Probolinggo – Lembaga Penyuluhan dan Bantuan Hukum (LPBH) Nahdlatul Ulama’ Kecamatan Kuripan Kabupaten Probolinggo Provinsi Jawa Timur menyatakan akan memberikan Peringatan Hukum kepada pimpinan program Xpose yang tayang di stasiun televisi Trans7. Langkah ini diambil menyusul beredarnya video siaran yang dinilai tidak mendidik dan jauh dari kode etik jurnalistik.
Dalam tayangan tersebut, redaksi menggunakan kalimat yang dinilai tidak pantas dan melecehkan martabat ulama, khususnya terhadap Kyai sepuh dari Pondok Pesantren Lirboyo.
“Redaksi kata-kata dalam video itu sangat tidak beradab dan cenderung melecehkan ulama. Seharusnya sebelum menayangkan pemberitaan, Tim Redaksi melakukan konfirmasi kepada pihak yang ada di dalam video,” ungkap NASIR selaku Ketua LPBH NU Kec.Kuripan Kab.Probolinggo, sekaligus Anggota Divisi Corps Provost Satkorcab Banser Kabupaten Probolinggo melalui keterangan tertulisnya kepada majalahglobal.com, Selasa (14/10/2025).
Lembaga Penyuluhan dan Bantuan Hukum Nahdlatul Ulama’ Kecamatan Kuripan Kabupaten Probolinggo menilai pemberitaan yang berimbang sangat penting agar masyarakat Indonesia mendapat pembelajaran yang benar, bukan framing negatif terhadap Tokoh Agama.
“Kami akan meminta Pimpinan Progran Xpose yang Tayang di Stasiun Televisi Trans7 agar untuk meminta ma’af secara Terbuka kepada Para Kyai dan Ulama’ Pondok Pesantren di Seluruh Indonesia utamanya kepada Kyai dan Ulama di Pondok Pesantren Lirboyo Kediri sebelum kami melakukan langkah-langkah hukum,” imbuhnya.
Dalam waktu dekat, LPBH NU Kecamatan Kuripan Kabupaten Probolinggo akan berkoordinasi dengan MUI (Majelis Ulama Indonesia) setempat untuk menentukan langkah hukum yang akan diambil.
Jika diperlukan, pihaknya juga akan sowan kepada Para Kyai dan Ulama’ guna meminta arahan dan bimbingan terkait persoalan tersebut.
“Pada prinsipnya kami mendukung kebebasan pers, namun kebebasan itu tidak boleh kebablasan.

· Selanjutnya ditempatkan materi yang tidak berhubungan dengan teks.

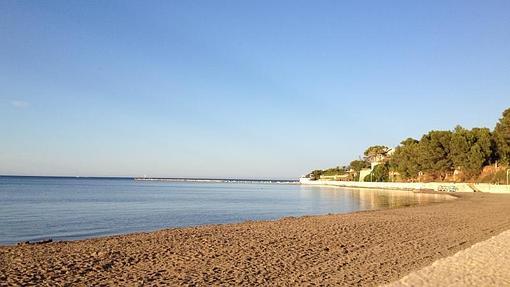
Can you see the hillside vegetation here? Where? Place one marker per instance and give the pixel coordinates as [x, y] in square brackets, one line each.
[475, 155]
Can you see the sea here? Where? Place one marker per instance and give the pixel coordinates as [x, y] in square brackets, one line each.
[69, 208]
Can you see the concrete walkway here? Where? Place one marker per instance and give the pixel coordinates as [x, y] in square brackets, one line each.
[486, 263]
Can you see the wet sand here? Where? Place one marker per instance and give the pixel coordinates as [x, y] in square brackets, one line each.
[364, 248]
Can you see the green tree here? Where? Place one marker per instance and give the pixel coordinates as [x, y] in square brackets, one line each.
[358, 165]
[405, 159]
[502, 137]
[433, 155]
[374, 152]
[380, 173]
[471, 150]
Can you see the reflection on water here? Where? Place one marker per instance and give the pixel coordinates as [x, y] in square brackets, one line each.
[70, 208]
[368, 199]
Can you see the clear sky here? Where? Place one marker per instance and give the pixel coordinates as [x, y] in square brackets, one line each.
[252, 89]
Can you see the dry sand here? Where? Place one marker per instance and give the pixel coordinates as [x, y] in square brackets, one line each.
[363, 248]
[486, 263]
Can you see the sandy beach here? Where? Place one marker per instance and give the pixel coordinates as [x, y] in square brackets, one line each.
[364, 248]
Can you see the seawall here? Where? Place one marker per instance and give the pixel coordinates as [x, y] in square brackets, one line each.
[436, 186]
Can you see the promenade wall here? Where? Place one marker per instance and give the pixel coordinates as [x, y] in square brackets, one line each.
[436, 186]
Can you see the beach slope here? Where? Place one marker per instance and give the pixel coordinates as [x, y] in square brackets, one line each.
[363, 248]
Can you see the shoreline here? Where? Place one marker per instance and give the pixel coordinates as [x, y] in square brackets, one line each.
[360, 248]
[415, 186]
[446, 197]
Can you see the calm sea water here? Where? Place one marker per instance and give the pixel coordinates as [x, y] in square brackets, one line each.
[37, 208]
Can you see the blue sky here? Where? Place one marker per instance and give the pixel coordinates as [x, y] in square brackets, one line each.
[252, 89]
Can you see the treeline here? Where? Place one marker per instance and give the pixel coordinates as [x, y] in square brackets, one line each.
[460, 154]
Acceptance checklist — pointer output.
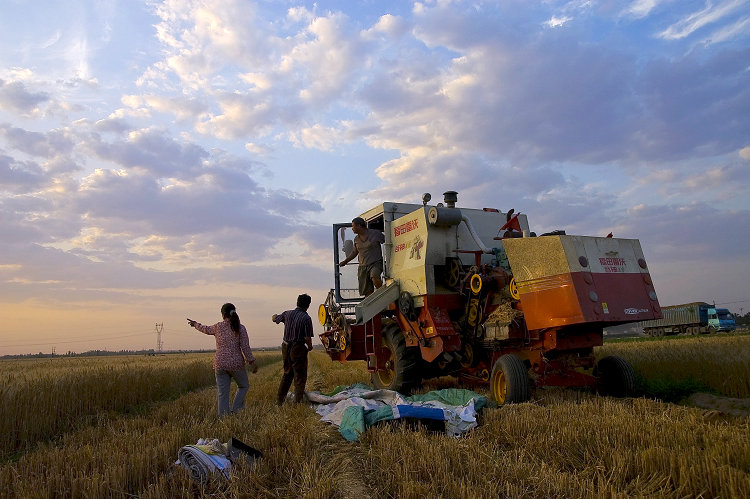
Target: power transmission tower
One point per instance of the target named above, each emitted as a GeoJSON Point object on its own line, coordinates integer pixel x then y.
{"type": "Point", "coordinates": [159, 329]}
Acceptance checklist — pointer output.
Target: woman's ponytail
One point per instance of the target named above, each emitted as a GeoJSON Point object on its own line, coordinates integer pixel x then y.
{"type": "Point", "coordinates": [228, 310]}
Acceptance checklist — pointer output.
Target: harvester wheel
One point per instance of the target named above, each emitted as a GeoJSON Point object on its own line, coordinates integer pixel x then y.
{"type": "Point", "coordinates": [402, 370]}
{"type": "Point", "coordinates": [615, 377]}
{"type": "Point", "coordinates": [509, 381]}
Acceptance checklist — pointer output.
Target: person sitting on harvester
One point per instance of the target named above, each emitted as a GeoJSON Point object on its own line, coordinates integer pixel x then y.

Pemberitaan harus tetap berimbang dan beretika.” Tegas Ketua LPBH NU Kec.Kuripan Kab.Probolinggo.
Ia menambahkan, peran Kyai dan pondok pesantren sangat besar dalam kehidupan berbangsa dan bernegara. Banyak pondok pesantren yang berdiri jauh sebelum kemerdekaan dan berperan besar dalam perjuangan tanpa meminta imbalan.
“Ulama adalah bagian penting dari sejarah Indonesia, tidak pantas dijadikan bahan olok-olok dalam tayangan televisi. Saya secara Pribadi juga tidak terima jika Para Ulama’/Kyai kami dijadikan Bahan Olok-olok,” ujarnya menutup Pernyataan.